O líder do Pentágono, Pete Hegseth, advertiu a empresa de IA Anthropic de que ela deve cooperar com a estratégia de IA do Departamento de Defesa ou arriscar ser removida da cadeia de suprimentos de defesa. A estratégia de IA recente do departamento enfatiza o uso aberto de inteligência artificial para redefinir a guerra, enquanto a Anthropic expressou preocupações sobre a confiabilidade de seus modelos para missões letais sem um humano no loop e defendeu regras mais rigorosas para usos de vigilância doméstica.
Contexto sobre a Autoridade de Produção de Defesa
A Lei de Produção de Defesa (DPA) concede à administração a autoridade para alocar materiais, serviços e instalações para a defesa nacional. Administrações anteriores invocaram a DPA para abordar escassez de suprimentos médicos durante a pandemia de coronavírus e para aumentar a produção de minerais críticos.

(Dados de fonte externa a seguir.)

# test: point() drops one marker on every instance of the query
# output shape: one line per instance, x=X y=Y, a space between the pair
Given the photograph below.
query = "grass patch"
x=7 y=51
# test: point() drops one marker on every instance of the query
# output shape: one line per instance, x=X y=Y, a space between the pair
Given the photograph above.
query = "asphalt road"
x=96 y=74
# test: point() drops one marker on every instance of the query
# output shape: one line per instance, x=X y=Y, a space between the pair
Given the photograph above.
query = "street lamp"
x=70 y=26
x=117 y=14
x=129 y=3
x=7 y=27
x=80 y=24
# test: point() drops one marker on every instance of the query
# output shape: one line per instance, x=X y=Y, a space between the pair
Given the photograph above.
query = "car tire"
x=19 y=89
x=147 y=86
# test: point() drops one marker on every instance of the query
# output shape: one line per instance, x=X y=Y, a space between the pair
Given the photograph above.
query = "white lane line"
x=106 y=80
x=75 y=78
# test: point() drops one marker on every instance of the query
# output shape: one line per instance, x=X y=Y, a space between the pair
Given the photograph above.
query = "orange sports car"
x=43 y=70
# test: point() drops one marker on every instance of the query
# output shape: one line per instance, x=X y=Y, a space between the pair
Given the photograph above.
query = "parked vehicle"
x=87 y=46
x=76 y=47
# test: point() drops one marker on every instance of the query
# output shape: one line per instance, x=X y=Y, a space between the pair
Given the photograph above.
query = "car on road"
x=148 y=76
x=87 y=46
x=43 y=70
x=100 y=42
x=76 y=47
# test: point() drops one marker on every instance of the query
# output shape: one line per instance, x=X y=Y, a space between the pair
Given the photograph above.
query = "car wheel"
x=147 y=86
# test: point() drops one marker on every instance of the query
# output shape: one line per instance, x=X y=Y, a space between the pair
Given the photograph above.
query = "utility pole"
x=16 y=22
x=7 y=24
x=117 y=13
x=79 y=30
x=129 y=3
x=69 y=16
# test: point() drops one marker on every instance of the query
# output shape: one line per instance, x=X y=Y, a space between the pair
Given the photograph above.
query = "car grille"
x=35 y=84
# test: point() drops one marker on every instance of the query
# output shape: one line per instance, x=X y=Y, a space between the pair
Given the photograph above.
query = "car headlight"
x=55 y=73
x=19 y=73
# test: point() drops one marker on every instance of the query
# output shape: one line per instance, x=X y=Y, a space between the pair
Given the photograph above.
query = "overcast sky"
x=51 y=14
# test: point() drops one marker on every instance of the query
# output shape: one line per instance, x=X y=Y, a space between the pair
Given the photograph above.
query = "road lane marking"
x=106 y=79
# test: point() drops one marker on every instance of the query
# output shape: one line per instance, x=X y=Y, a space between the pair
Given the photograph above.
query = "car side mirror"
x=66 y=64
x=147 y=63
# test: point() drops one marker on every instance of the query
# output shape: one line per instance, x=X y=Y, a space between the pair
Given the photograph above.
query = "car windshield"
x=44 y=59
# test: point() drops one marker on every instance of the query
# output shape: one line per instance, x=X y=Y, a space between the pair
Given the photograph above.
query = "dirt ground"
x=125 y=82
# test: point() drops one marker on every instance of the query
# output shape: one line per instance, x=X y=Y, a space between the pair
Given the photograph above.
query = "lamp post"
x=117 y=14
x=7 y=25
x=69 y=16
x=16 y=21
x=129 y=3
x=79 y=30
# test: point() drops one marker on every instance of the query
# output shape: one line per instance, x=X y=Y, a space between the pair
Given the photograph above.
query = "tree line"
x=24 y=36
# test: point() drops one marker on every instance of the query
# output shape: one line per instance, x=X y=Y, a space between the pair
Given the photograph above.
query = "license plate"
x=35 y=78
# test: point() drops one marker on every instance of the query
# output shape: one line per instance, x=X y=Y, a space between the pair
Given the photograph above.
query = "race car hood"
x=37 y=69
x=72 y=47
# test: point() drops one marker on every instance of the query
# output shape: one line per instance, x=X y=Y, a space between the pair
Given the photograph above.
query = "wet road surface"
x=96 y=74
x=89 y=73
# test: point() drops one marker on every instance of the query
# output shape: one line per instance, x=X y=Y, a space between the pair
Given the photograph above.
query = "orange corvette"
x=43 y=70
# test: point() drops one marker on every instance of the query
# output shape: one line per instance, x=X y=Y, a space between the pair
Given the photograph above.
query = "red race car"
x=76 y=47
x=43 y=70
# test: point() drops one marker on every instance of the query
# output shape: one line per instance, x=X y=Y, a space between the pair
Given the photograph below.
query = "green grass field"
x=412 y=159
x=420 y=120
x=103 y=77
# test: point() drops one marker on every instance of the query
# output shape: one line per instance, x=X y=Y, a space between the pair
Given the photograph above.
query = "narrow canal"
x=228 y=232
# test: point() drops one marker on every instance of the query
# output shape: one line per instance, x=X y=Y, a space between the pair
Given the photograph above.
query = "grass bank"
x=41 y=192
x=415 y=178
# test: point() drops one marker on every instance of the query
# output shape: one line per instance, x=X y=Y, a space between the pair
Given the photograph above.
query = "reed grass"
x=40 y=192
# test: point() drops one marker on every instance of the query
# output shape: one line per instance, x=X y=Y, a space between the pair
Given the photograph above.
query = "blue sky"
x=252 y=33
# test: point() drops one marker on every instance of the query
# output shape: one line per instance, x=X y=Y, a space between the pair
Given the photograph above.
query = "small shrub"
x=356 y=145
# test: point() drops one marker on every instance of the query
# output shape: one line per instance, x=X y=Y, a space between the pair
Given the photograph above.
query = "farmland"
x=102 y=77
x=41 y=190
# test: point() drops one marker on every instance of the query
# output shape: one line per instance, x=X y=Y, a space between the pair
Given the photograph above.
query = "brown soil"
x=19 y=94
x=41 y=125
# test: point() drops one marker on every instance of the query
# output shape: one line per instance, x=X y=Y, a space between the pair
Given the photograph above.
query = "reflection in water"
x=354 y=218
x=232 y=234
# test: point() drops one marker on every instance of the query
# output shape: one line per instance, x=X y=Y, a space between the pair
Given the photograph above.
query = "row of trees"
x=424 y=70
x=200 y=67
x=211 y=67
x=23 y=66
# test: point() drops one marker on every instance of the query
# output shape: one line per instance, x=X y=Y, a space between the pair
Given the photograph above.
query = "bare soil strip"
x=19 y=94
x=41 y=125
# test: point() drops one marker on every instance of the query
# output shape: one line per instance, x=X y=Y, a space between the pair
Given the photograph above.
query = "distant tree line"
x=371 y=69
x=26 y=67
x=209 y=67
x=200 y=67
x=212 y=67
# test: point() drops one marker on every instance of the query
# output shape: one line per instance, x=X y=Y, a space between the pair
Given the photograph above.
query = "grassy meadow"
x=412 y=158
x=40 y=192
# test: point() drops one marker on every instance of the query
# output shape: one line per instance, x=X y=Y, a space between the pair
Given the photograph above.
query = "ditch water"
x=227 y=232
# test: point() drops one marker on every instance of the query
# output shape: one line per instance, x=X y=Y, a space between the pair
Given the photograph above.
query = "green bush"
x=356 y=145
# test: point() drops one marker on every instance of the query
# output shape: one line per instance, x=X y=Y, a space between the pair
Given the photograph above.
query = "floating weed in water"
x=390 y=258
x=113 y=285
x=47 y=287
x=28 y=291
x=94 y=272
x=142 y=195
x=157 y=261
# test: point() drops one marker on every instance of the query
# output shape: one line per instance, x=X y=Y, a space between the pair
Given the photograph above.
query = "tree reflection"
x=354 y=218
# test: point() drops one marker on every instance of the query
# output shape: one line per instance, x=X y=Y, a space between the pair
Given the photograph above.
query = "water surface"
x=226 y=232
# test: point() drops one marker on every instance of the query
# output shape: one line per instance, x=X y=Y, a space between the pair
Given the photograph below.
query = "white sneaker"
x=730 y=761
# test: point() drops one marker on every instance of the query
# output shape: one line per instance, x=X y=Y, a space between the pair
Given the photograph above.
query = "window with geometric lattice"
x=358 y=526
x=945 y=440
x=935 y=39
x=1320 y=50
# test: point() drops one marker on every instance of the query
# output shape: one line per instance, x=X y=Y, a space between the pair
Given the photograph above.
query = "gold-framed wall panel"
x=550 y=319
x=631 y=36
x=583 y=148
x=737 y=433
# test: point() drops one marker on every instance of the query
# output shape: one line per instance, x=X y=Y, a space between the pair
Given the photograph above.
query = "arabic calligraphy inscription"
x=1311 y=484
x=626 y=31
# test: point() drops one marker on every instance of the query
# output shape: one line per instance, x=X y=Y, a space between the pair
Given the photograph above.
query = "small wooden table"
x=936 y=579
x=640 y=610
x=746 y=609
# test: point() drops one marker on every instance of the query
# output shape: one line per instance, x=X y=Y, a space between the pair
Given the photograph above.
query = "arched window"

Estratégia de IA do DoD e Memorando de Hegseth
O Pentágono tem defendido o uso aberto de tecnologia de IA, buscando expandir o conjunto de ferramentas disponíveis para contrariar ameaças e realizar operações militares. O departamento lançou sua estratégia de IA no mês passado, e Pete Hegseth enfatizou em um memorando que "a guerra habilitada por IA e o desenvolvimento de capacidades habilitadas por IA redefinirão o caráter dos assuntos militares nos próximos dez anos". Ele acrescentou que o militar dos EUA "deve construir sobre sua liderança" sobre adversários estrangeiros para tornar os soldados "mais letais e eficientes", observando que a corrida de IA é "impulsionada pelo ritmo acelerado" da inovação do setor privado.
Preocupações da Anthropic
A Anthropic expressou preocupações particulares sobre seus modelos serem usados para missões letais que não têm um humano no loop, argumentando que os modelos de IA de ponta não são confiáveis o suficiente para serem confiados nesses contextos. A empresa também defendeu novas regras para governar o uso de modelos de IA para vigilância doméstica em massa, mesmo onde tal uso é legal sob as regulamentações atuais.
Consequências Potenciais da Exclusão
Uma decisão de cortar a Anthropic da cadeia de suprimentos do Departamento de Defesa teria ramificações significativas para o trabalho de segurança nacional e para a empresa, que detém um contrato de US$ 200 milhões com o departamento. A medida também afetaria parceiros, incluindo a Palantir, que incorporam os modelos da Anthropic em seus sistemas.
Uso Operacional Recente e Diálogo
O modelo Claude da Anthropic foi usado na captura do líder venezuelano Nicolás Maduro pelos EUA em janeiro, provocando consultas da empresa sobre como exatamente seu modelo foi empregado. Uma fonte familiarizada com uma reunião recente disse que o co-fundador da Anthropic, Dario Amodei, enfatizou a Hegseth que a empresa nunca se opôs a operações militares legítimas. O Departamento de Defesa se recusou a comentar sobre o assunto.